Pro Settimo-Orizzonti: la cronaca della gara
Il nostro Edoardo Abrate racconta l\'anticipo del girone a di Eccellenza
Fatti non furor per viver come neopromossa. La citazione dantesca, calcisticamente rimodellata, calza a pennello alla rivelazione Orizzonti United. Capitan Gianetto e soci non finiscono di stupire, dimostrandosi capaci di rimontare due reti alla prima della classe e di uscire con un punto prezioso anche dall’ostico Renzo Valla. Bicchiere mezzo vuoto, invece, per la Prosetteureka, costretta a frenare nella corsa allo scudetto proprio alla vigilia del big match contro lo Sporting Bellinzago. A Gallace e compagni non è bastata una partenza sprint per aver ragione degli indomiti vercellesi, disposti sullo scacchiere tattico con un 3-4-1-2 in cui Scutti e Gnisci giostrano davanti a Di Lernia, chiamato a far ombra alla fonte del gioco avversaria, Didu. I biancocerchiati escono per primi dal guscio, si impossessano del pallino del gioco anche se gli ospiti replicano colpo su colpo. Al 10' Di Renzo spiega le ali su un lancio dalla tre-quarti, penetra in area e costringe Ferrauto al miracoloso intervento di piede per sbrogliare la matassa. Sei minuti più tardi è Parisi a far disperare la torcida di casa, calciando a lato da buona posizione dopo una prepotente azione personale sull'out di destra. I Siciliano boys strappano applausi anche al 20' con una bella combinazione volante Di Renzo-Marangone, conclusa da quest'ultimo con un bolide fuori misura. Alla mezzora torna a ruggire anche la formazione azulgrana: Gnisci scippa palla a Gallace, innesta il turbo e pesca l'accorrente Di Lernia, che calcia al volo senza trovare di poco il bersaglio grosso. Il numero 9 degli Orizzonti al 37' non punisce un disimpegno allegro ma non troppo di Grancitelli, bravo a rimontare l'attaccante ospite togliendogli la sfera un attimo prima dello sparo a colpo sicuro.
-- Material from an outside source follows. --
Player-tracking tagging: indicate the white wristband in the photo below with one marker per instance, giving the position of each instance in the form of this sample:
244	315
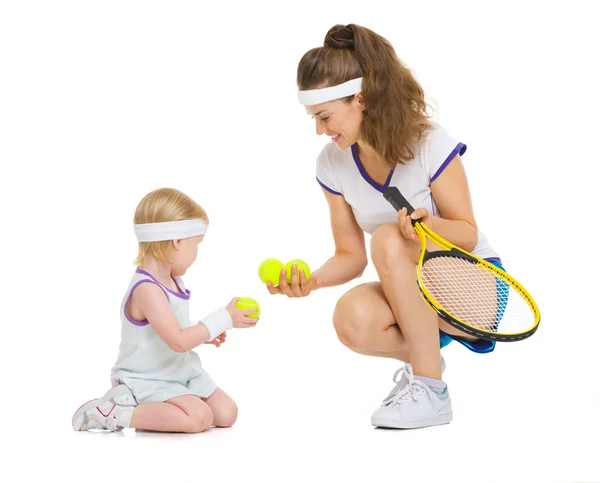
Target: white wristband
217	323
Il pericolo corso sveglia i padroni di casa, che 60'' sbloccano il risultato. Tiro cross di Parisi, Di Renzo ruba il tempo al suo diretto marcatore e piazza la zampata vincente sul primo palo. L'ultimo sussulto del primo round è un contropiede a cento all'ora in pieno recupero innescato da Parisi con Di Renzo che sbarba il palo con una rasoiata mancina.
Pronti, via nella ripresa e Boschetto mischia le carte in tavola, aumentando il peso specifico del reparto avanzato con gli ingressi di Valenza e Torta. La Pro non si scompone e al 9' raddoppia. Parisi sale in cattedra nella corsia destra, svernicia Maggio, conquistando il fondo, e serve un assist cioccolatino a centro area, che Marangon scarta gonfiando la rete con un preciso fendente. Sul più bello però i settimesi si complicano la vita, facendo incetta di cartellini: giallo al diffidato Di Renzo e rosso diretto al 17' a Marangone. E’ la svolta alla sfida. In superiorità numerica al 20' lo United torna prepotentemente in partita con un guizzo di Paolo Scutti, al posto giusto (secondo palo) al momento giusto (assist di Torta). I torinesi annaspano, mentre l’undici di Boschetto con tre punte più Scutti rifinitore torna a spaventare i primi in classifica al 33' con una capocciata di Di Lernia (assist del solito Torta) fuori di un soffio. La Pro si arrocca in un movimento a 5 stelle difensivo con l'aggiunta di Mezzela, ma è tutto inutile, perché al 38' Paolo Scutti la punisce ancora siglando il definitivo 2-2 dopo un delizioso assist di Di Lernia.